Wednesday, March 05, 2008

Howard C. Urey

I thought it might have a practical use in something like neon signs.” said Urey, the 1934 Nobel Prize winner for Chemistry, after he discovered deuterium or heavy hydrogen. His discovery of the deuterium isotope aided the development of the atomic bomb and although he was at one time head of atomic bomb research at Columbia University, he later actively opposed nuclear weapons. He warned that "atomic bombs are evil ... and cannot be used to maintain peace."

Shortly after one of the early atomic explosions on the desert flats of New Mexico, he wrote: I am trying to frighten you. I am myself a frightened man. All the experts I know are also frightened. In a January 1946 Colliers magazine article titled "I'm A Frightened Man," he said: "Most scientists think wars and national boundaries are a menace to the true creative spirit by which science must live, they hate war and they are terrified of atomic war –- because they know its possibilities"

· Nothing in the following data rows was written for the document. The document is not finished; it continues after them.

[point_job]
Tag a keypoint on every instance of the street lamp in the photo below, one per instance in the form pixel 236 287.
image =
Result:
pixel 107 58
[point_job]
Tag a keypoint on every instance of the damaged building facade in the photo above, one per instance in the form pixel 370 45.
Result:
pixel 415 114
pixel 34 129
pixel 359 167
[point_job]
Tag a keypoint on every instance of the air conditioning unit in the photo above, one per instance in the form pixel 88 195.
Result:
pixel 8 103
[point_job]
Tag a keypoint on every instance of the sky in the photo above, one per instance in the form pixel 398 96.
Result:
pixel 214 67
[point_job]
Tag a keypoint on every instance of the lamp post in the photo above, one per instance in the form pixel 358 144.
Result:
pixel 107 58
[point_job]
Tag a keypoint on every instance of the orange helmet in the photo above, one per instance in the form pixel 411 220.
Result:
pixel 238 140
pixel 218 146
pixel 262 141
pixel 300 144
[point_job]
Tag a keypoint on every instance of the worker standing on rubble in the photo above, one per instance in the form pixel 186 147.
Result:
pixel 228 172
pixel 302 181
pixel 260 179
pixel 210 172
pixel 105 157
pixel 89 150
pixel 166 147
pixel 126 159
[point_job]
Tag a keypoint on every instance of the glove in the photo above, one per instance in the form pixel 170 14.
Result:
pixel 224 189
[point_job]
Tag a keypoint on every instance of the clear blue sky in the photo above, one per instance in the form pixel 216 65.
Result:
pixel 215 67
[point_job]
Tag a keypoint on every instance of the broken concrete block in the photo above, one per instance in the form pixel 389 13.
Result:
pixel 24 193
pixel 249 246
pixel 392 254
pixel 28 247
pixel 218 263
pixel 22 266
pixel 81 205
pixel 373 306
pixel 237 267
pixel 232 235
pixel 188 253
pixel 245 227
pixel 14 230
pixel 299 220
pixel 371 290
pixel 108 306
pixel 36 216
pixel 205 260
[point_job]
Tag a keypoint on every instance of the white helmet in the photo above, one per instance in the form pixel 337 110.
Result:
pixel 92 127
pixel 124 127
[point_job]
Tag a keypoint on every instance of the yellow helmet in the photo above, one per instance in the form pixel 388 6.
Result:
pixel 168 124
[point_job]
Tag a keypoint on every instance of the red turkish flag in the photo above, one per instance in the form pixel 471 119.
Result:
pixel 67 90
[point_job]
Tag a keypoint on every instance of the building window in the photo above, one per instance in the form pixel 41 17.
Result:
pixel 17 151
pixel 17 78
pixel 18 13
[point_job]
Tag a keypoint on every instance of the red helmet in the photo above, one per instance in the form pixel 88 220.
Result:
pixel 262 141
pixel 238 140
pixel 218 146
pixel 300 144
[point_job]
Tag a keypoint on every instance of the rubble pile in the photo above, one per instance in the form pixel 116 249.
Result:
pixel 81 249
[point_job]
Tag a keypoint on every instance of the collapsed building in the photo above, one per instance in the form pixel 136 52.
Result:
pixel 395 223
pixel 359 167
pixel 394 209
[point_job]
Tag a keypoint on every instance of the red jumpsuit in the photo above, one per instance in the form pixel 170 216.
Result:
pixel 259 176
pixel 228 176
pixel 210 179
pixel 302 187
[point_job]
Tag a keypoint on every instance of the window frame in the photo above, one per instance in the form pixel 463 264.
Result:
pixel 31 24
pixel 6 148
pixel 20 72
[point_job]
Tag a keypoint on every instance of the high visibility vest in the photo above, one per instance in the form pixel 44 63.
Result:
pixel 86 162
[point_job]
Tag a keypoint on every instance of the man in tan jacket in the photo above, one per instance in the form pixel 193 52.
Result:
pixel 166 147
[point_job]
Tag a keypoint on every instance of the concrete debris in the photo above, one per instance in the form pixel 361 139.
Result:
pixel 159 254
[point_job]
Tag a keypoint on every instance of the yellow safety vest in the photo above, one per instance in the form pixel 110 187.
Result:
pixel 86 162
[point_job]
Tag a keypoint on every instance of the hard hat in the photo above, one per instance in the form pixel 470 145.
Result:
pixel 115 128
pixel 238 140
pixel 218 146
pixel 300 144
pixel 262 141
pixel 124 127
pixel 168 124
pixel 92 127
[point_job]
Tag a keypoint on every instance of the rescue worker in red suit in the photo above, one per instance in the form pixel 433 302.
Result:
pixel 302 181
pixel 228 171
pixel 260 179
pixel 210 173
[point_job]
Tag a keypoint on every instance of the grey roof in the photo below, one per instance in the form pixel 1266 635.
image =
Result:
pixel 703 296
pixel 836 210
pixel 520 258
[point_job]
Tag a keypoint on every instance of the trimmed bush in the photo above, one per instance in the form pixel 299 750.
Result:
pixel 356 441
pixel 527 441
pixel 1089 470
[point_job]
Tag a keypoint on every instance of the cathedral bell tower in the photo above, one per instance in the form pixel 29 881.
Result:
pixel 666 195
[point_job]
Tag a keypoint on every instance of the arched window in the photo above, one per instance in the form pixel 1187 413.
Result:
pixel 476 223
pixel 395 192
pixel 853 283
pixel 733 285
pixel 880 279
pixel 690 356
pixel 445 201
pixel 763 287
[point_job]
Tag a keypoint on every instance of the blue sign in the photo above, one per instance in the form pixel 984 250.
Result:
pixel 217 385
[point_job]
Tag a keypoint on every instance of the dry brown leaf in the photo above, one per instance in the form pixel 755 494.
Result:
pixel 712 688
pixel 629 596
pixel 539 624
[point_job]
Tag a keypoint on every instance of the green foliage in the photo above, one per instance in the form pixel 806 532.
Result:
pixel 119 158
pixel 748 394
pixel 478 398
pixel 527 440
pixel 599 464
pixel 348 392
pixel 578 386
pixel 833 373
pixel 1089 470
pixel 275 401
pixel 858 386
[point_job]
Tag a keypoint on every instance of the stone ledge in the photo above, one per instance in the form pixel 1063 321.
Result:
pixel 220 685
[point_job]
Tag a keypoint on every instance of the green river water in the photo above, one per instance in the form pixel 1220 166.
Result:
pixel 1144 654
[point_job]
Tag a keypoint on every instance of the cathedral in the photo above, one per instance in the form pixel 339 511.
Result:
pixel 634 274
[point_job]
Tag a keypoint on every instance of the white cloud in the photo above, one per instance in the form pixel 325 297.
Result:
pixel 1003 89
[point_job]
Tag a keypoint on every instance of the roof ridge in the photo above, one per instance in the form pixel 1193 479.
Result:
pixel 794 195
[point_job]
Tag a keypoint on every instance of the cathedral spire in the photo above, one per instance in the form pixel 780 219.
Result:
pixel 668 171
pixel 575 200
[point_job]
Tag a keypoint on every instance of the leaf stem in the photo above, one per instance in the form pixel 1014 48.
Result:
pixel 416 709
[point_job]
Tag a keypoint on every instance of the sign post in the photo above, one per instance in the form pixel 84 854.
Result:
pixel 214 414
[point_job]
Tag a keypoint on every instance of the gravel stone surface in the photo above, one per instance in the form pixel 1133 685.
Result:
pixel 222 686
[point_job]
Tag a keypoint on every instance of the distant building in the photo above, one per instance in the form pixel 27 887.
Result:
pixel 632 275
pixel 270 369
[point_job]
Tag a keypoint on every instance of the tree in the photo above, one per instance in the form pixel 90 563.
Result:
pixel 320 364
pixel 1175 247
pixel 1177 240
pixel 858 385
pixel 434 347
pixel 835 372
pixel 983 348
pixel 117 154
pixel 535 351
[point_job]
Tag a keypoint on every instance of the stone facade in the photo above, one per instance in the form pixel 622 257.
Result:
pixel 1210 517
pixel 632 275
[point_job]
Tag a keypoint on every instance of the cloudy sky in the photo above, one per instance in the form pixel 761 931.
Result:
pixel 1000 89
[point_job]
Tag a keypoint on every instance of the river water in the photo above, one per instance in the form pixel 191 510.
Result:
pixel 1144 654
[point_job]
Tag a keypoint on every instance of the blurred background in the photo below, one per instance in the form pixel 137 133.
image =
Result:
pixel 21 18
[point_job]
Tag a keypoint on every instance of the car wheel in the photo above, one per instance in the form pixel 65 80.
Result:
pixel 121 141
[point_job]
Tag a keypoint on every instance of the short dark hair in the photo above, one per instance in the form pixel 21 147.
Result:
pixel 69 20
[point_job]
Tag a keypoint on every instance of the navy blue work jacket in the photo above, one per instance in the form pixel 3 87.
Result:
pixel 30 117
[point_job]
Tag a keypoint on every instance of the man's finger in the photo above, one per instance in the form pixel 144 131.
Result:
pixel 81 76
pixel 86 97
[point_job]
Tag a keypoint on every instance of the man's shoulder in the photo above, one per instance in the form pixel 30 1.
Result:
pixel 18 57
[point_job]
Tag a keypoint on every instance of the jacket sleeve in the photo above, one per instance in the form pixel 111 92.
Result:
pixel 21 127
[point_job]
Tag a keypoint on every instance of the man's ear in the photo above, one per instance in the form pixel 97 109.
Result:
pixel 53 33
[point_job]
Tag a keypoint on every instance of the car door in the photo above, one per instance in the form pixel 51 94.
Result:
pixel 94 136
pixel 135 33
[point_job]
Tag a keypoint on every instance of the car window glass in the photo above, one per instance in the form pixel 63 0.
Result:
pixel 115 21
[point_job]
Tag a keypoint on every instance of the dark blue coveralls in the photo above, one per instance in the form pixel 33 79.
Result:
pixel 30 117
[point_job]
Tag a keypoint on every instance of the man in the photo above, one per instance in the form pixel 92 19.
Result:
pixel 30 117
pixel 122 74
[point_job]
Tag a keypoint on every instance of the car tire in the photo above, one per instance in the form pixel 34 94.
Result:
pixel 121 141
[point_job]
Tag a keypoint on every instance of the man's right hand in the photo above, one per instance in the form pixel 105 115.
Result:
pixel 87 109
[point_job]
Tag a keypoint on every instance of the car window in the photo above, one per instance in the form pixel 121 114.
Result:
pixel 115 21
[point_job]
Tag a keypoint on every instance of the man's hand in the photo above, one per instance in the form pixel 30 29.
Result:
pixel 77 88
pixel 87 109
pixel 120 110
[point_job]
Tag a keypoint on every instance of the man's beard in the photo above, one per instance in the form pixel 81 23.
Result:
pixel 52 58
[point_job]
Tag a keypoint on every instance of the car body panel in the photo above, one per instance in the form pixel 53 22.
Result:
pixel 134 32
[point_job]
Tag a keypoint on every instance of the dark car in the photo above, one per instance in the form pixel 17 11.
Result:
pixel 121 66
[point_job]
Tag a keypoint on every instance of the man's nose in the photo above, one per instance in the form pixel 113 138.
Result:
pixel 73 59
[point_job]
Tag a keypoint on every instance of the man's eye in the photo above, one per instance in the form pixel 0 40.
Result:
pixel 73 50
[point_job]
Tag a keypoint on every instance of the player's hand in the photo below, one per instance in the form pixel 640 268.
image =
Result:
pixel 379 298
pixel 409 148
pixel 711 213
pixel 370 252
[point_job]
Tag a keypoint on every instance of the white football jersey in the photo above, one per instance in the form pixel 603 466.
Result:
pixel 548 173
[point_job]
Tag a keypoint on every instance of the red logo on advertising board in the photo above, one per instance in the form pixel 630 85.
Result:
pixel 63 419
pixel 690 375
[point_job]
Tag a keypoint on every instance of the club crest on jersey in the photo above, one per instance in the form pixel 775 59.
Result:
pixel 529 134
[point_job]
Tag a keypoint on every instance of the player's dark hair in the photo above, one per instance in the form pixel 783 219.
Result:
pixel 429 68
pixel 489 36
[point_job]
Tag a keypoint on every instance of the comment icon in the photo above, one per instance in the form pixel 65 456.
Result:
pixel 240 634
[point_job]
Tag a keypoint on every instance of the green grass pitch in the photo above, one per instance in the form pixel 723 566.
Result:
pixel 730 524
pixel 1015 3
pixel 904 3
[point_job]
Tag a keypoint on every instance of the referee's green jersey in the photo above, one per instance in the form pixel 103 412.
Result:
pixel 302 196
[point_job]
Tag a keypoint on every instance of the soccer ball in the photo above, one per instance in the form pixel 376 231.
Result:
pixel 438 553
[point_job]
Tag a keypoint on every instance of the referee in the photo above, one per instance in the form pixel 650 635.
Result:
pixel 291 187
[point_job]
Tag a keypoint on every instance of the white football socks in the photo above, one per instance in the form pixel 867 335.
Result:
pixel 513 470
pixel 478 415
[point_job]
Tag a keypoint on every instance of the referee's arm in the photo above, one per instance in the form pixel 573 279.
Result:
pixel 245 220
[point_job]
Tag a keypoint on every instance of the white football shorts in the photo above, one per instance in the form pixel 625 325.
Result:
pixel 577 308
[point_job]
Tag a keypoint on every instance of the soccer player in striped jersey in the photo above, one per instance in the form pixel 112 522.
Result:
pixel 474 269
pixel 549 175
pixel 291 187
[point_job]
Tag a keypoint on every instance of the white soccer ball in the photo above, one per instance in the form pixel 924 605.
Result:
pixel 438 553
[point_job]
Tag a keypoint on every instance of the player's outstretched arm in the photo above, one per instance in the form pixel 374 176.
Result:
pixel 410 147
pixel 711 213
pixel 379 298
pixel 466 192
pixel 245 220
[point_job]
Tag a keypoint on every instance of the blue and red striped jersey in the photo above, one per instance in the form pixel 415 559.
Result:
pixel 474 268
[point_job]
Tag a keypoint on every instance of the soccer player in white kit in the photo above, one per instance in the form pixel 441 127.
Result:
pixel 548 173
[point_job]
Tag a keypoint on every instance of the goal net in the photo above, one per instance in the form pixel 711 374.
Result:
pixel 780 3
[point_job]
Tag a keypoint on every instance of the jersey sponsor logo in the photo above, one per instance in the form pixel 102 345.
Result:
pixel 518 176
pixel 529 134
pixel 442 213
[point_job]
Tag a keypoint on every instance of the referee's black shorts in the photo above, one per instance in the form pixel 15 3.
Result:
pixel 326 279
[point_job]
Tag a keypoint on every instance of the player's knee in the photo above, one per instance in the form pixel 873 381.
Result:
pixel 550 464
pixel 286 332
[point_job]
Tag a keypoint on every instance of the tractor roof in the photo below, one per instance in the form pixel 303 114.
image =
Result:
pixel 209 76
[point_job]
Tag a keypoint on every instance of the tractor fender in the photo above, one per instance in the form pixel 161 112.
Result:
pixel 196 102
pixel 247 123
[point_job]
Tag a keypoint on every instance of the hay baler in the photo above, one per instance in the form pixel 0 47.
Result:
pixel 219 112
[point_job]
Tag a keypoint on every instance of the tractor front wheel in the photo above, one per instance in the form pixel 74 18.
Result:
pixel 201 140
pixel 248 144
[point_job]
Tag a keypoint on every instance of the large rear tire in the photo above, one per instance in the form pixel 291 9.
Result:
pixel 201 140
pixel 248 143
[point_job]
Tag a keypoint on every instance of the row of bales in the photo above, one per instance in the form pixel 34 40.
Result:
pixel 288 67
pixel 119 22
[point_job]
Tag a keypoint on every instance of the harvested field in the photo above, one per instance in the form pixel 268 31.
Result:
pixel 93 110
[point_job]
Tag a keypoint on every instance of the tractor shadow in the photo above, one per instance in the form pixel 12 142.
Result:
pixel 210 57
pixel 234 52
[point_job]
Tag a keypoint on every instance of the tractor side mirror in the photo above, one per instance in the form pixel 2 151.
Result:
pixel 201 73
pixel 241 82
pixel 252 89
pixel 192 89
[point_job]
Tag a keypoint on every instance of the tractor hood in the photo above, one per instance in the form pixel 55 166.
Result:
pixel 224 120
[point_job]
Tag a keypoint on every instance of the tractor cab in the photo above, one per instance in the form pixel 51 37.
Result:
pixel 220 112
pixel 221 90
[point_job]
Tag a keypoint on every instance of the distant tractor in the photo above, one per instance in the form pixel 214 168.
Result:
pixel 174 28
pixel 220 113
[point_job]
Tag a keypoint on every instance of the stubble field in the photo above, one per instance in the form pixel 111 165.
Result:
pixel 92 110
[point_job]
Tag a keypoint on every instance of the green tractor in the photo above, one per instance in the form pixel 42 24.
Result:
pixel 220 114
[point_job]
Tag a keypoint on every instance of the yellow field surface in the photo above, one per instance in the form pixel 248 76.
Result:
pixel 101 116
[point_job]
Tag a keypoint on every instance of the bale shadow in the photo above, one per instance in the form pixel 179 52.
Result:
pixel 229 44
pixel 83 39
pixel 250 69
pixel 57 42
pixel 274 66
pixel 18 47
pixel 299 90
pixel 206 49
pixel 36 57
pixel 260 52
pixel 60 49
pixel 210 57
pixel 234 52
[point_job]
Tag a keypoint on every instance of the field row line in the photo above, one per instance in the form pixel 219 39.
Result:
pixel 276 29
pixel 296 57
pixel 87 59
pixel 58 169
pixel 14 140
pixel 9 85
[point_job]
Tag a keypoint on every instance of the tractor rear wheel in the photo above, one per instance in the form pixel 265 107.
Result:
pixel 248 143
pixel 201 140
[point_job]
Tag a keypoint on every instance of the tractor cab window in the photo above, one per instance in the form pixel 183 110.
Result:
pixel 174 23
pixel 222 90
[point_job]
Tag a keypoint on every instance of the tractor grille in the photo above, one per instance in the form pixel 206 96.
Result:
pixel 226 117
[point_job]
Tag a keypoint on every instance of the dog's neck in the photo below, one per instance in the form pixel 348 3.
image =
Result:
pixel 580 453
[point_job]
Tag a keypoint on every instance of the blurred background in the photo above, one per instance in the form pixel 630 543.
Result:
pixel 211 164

Howard Urey was born in Walkerton, Indiana. His father was a school teacher and Brethren minister and served for a time in the Cedar Lake congregation, before his death when Howard was only six. Howard was later clerk of the Cedar Lake congregation as a young man. His early education in rural schools led to his graduation from high school in 1911 after which he taught for three years in country schools.